8. MTAL - Petaka Membawa Berkah
Semisal masih menemukan typo saat membaca part ini, saya mohon maaf ya. Sudah saya revisi, tapi kan, manusia tidak luput dari kesalahan. Sebelum baca, VOTE & COMMENT yaa. Hargai penulis. Oke, sider? Eh, maksudnya readers😂
Happy reading🤗
°°°
Ana menutup pintu kamarnya. Hari sudah menjelang sore. Pekerjaan rumah sudah ia selesaikan. Waktunya Ana mengistirahatkan diri di kamar. Setelah sampai di kamar, Ana melamun menatap kosong ke arah jendela. Tiba-tiba saja ia terpikir rumah dan keluarganya.
"Kira-kira Mama Papa lagi ngapain sekarang? Obat sore udah Papa makan nggak ya?" gumam Ana bertanya-tanya tidak pasti. Ana menghembuskan napas berat. Dadanya tiba-tiba sesak memikirkan nasib keluarga tercinta.
"Kenapa gue yang harus terlempar di zaman ini? Huh, Allaahhh! Kayak gak ada orang lain lagi. Setidaknya yang lebih bener dari gue, lah. Udah tau gue bobrok begini, malah ngelempar gue ke zaman ini. Gak ada untungnya!" celoteh Ana kepada angin yang berhembus.

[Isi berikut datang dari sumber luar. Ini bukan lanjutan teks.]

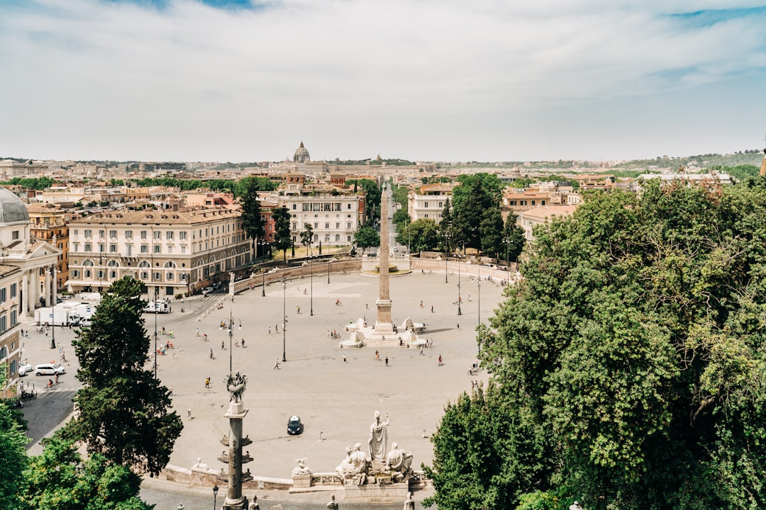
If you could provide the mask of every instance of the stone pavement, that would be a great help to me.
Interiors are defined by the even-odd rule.
[[[390,417],[389,448],[397,442],[411,451],[414,467],[419,468],[421,463],[431,463],[432,445],[424,436],[436,430],[448,402],[470,391],[472,379],[487,377],[483,372],[473,377],[466,373],[476,361],[477,349],[474,328],[479,318],[479,291],[476,281],[463,277],[463,314],[458,316],[457,307],[453,304],[457,298],[457,275],[450,275],[449,283],[444,282],[444,272],[440,276],[416,272],[391,278],[394,323],[401,324],[408,317],[426,323],[424,336],[433,339],[433,346],[425,349],[424,356],[419,356],[416,349],[382,349],[381,359],[388,357],[388,366],[375,360],[374,349],[339,349],[338,340],[328,337],[328,332],[336,330],[342,338],[347,338],[345,324],[359,317],[366,316],[368,323],[374,323],[378,278],[355,273],[332,274],[330,281],[328,284],[326,274],[316,276],[312,284],[305,278],[289,281],[284,290],[275,284],[267,287],[266,297],[256,287],[237,294],[233,303],[224,294],[215,294],[223,299],[224,307],[220,310],[215,308],[216,300],[192,300],[185,302],[185,312],[180,313],[180,303],[176,302],[172,313],[156,317],[158,330],[164,326],[175,335],[171,340],[175,348],[168,349],[164,356],[157,356],[158,377],[172,387],[173,407],[184,423],[171,464],[190,468],[201,459],[213,469],[224,466],[216,458],[225,450],[220,439],[228,430],[224,417],[228,403],[224,378],[229,372],[230,356],[234,371],[249,378],[243,401],[250,412],[244,419],[244,430],[253,440],[245,450],[254,461],[244,467],[254,475],[289,479],[296,460],[303,457],[314,472],[333,471],[345,458],[347,445],[361,443],[366,450],[375,410]],[[502,293],[499,285],[482,282],[480,317],[483,322],[492,315]],[[472,301],[467,300],[469,294]],[[313,316],[310,315],[312,295]],[[336,304],[338,299],[339,305]],[[421,300],[422,308],[419,306]],[[205,316],[210,309],[212,311]],[[284,336],[283,310],[288,320]],[[234,324],[231,350],[228,331],[219,329],[221,321],[228,323],[230,313]],[[155,316],[144,317],[151,336]],[[197,328],[199,337],[195,334]],[[204,333],[208,336],[207,342],[203,340]],[[47,339],[36,333],[30,336],[23,357],[33,365],[50,361],[54,351],[48,348]],[[57,330],[57,343],[64,347],[70,362],[67,375],[62,378],[68,391],[46,392],[42,395],[45,399],[68,401],[77,386],[70,346],[73,336],[74,331]],[[245,347],[234,346],[234,342],[241,339],[245,340]],[[160,344],[167,339],[167,336],[158,336]],[[281,362],[283,339],[286,362]],[[440,355],[442,366],[437,364]],[[277,359],[280,360],[279,369],[273,369]],[[208,376],[209,388],[205,385]],[[42,378],[25,378],[43,383]],[[35,443],[41,435],[49,435],[55,428],[55,424],[48,422],[60,421],[59,415],[65,416],[67,411],[66,401],[62,401],[57,414],[35,413],[35,409],[43,410],[41,399],[27,408],[31,425],[33,421],[36,422],[31,430]],[[305,424],[302,435],[287,434],[290,414],[300,415]],[[31,454],[38,453],[38,447],[30,449]]]

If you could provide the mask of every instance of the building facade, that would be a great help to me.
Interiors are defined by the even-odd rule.
[[[70,224],[71,291],[103,291],[128,276],[145,294],[189,294],[252,261],[235,208],[109,211]]]

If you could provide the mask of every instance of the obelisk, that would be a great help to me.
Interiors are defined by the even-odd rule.
[[[375,336],[394,334],[394,325],[391,322],[391,297],[388,294],[388,187],[383,183],[381,190],[381,251],[380,278],[378,280],[378,320],[375,322]]]

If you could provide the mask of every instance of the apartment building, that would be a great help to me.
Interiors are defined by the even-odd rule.
[[[108,211],[70,223],[71,291],[103,291],[128,276],[149,295],[191,294],[250,264],[237,208]]]
[[[0,365],[5,365],[6,382],[0,398],[17,392],[18,365],[21,359],[18,317],[21,313],[22,271],[17,267],[0,265]]]
[[[428,219],[437,223],[448,199],[451,200],[452,184],[424,184],[411,190],[407,196],[407,213],[412,221]]]

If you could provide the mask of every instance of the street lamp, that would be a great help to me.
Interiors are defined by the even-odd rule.
[[[460,261],[457,261],[457,314],[463,315],[463,311],[460,310],[460,303],[463,301],[463,297],[460,296]]]
[[[286,350],[285,349],[286,336],[285,330],[287,329],[287,278],[286,277],[282,278],[282,317],[284,318],[284,322],[282,323],[282,361],[287,361]]]
[[[224,328],[219,327],[218,329],[219,330],[223,330]],[[232,372],[232,371],[231,371],[231,337],[234,336],[234,317],[231,317],[231,308],[229,309],[229,323],[228,323],[228,327],[227,329],[228,330],[228,332],[229,332],[229,373],[231,374]],[[242,329],[242,321],[241,320],[240,320],[240,329],[241,330]]]
[[[51,266],[51,349],[56,349],[56,300],[53,297],[56,281],[56,266]]]

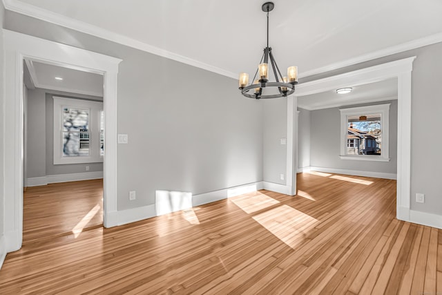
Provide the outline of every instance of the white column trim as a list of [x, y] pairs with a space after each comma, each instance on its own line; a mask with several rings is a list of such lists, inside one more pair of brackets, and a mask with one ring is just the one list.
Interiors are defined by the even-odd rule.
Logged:
[[106, 111], [104, 221], [117, 210], [117, 74], [122, 59], [3, 30], [5, 41], [5, 245], [18, 250], [23, 239], [23, 59], [104, 75]]
[[[296, 95], [303, 96], [385, 80], [398, 79], [398, 155], [397, 214], [398, 219], [410, 220], [411, 175], [411, 101], [412, 70], [416, 57], [387, 62], [352, 72], [302, 83], [296, 87]], [[289, 160], [287, 158], [287, 165]], [[419, 219], [416, 219], [418, 220]]]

Di sini, Ana tidak punya teman curhat. Bukan tidak punya, tapi lebih ke Ana-nya yang harus berhati-hati setiap mengeluarkan sepatah kalimat. Jika sedikit saja ia berucap salah, semisal membocorkan tragedi 65, bisa kacau. Alhasil, Ana memendam apa yang ada di hatinya seorang diri.
Ana menggit kukunya, sambil mulai berpikir beberapa kemungkinan. "Kalau dari film-film yang gue tonton, hal semacam ini pasti ada maksud. Allah ngelempar gue kemari, mustahil gak ada penyebabnya. Tapi, apa? Gue bloon begini, mana bisa mikir hal yang rumit. Anjer lah!"
Ana mengumpat. Memikirkan hal ini malah membuat otaknya panas. Niat hati ingin merilekskan diri dan pikiran, malah justru sebaliknya. Hati Ana jadi tidak tenang.
Mendadak alis Ana berkerut, "Terakhir kali... Gue sadar di mari pas tiduran kan?" jeda tiga detik, Ana membalikkan badan menatap kasur di belakang. Lantas, ia menjentikkan jari. "Hah, mungkin gue kudu baring di ranjang ini kali ya? Terus, tiduran dan pas bangun... Mungkin aja gue balik di tahun dua ribu dua puluh."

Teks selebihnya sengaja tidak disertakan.